Three in four people in Britain polled support a national inquiry into the prolific and harrowing rape of the nation’s children by insatiate “grooming gangs.” Yet, contrary to public will, the UK Labour Government last week voted against commissioning an investigation into this enduring horror.
Public consciousness of child sexual exploitation in the United Kingdom reached an inflection point this winter after victims shared account after gut-churning account of sexual savagery and careless murder being perpetrated against underage white girls by Pakistani-Muslim men up and down the country. These brave survivors recount how police and social workers were complicit in their abuse, losing evidence, asserting that children could consent, and failing to investigate rapes for fear of being called racist. In one instance, a girl had a morning-after pill forced into her mouth by a police officer.

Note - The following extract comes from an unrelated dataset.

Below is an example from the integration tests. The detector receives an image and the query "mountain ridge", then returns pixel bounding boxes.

Significant constituencies of the public believe that attempts are being made to cover up the historic failures of both local and national authorities, including 65% of Labour voters.
These accusations of corruption, galvanised by high-profile political figures like Elon Musk, have been branded ‘far-right’ by Keir Starmer, which has only caused the public’s attention to shift toward the prime minister and his record as Director of Public Prosecutions. The prime minister fueled speculations of a cover-up when he issued a three-line party whip—the most stringent form of party discipline—against Labour MPs, forcing them to vote against the investigation or risk expulsion from the party.
When the vote came, therefore, MPs from the top 50 towns known to be sheltering grooming gangs either abstained or voted against the investigation.
Only 3 MPs living in these grooming gang hotspots favoured an investigation. In each instance, the member came from the Conservative Party. No Labour MP voted in favour of an investigation, with around one-fifth abstaining or absent. The result produced a seismic backlash, including from angry victims, in whose names Labour claimed a national investigation would be counterproductive to change.
The party line is, “The investigation has already been had” and “It is time to get to work.”
This has proven to be one of these sleight-of-hand truths intended to cover all manner of sins. As Reform MP Nigel Farage highlighted for the House, this preexisting inquiry—all 459 pages of it—fails to mention “grooming gangs” and of the over 50 towns in England known to be harbouring this scourge, only the infamous Rotherham is mentioned.
It is thought that the number of girls who have been victims of child sexual exploitation, sexual assault, and rape by these gangs could be a quarter of a million—at the most conservative estimate. In twelve months alone, a Grooming Gangs Taskforce helped UK police identify and protect “over 4,000 victims.”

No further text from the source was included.